At a December forum co-hosted by the Arms Control Association, U.S. Deputy National Security Advisor Jon Finer said that Pakistan, which was granted “major non-NATO ally” status in 2004, is pursuing “increasingly sophisticated missile technology” that eventually could enable the country to “strike targets well beyond South Asia, including the United States.”
According to senior U.S. officials, Pakistan has sought for several years to increase the range and throw-weight capabilities of its medium-range ballistic missiles with help from entities in Belarus and China. They say Islamabad could have a long-range missile capability of greater than 3,000 kilometers “within a decade.”
The officials, who briefed me and other nongovernmental experts on Jan. 3, said that Pakistan turned down U.S. proposals for confidence-building measures. They explained that new U.S. sanctions on a Pakistani state enterprise and commercial entities in Belarus and China that are supplying missile-applicable equipment to Pakistan are designed to slow the program.
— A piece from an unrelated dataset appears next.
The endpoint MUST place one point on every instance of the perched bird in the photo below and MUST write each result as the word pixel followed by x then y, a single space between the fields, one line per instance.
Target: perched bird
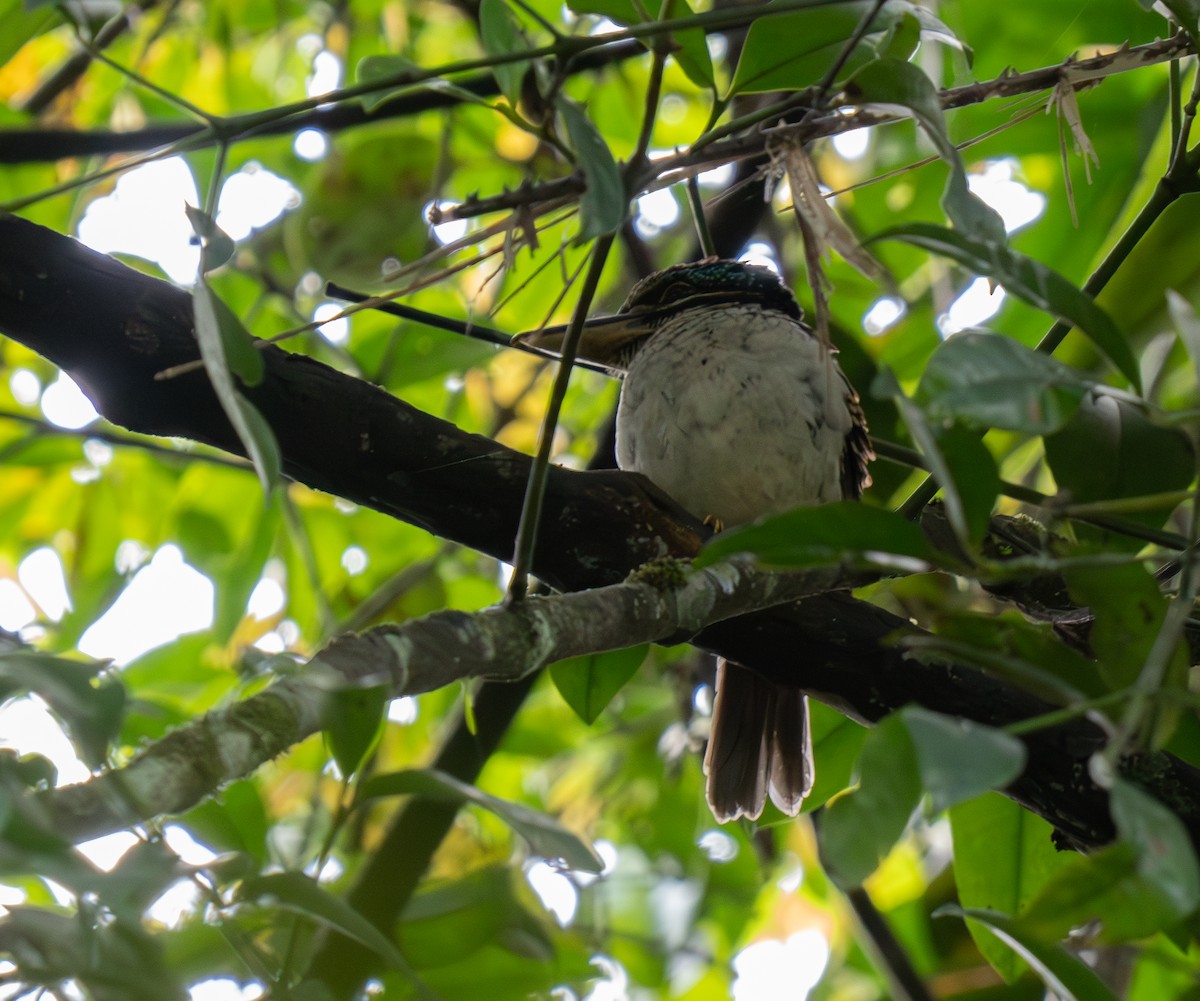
pixel 732 406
In response, Pakistani officials called Finer’s comments “devoid of rationality” and said that their country “has never had any ill-intention towards the United States.” Pakistan’s nuclear capabilities “are solely meant to deter and thwart a clear and visible existential threat from our neighborhood,” they said.
But the notion that long-range missiles are needed to deter Pakistan’s neighbor and nuclear rival, India, is specious. Pakistan's Shaheen-III ballistic missile, which was first tested in 2015 and has a range of 2,750 kilometers, already gives Pakistan the ability to strike any target in India.
With 170 plutonium-based nuclear warheads on short- and medium-range systems, Pakistan already has enough nuclear firepower to deter a nuclear attack from India and obliterate much of the subcontinent. The country continues to produce fissile material and retains the option to use nuclear weapons first against non-nuclear military threats.
Since 2012, India has developed and tested the Agni-V intercontinental ballistic missile (ICBM), which is capable of delivering multiple warheads at a distance of 5,000 kilometers and puts all of China within range of a devastating nuclear attack. But unlike India, there is no coherent nuclear deterrence rationale for Pakistan, an ally of China, to possess long-range missiles. For these and other reasons, Finer said, “t is hard for us to see Pakistan’s actions as anything other than an emerging threat to the United States.”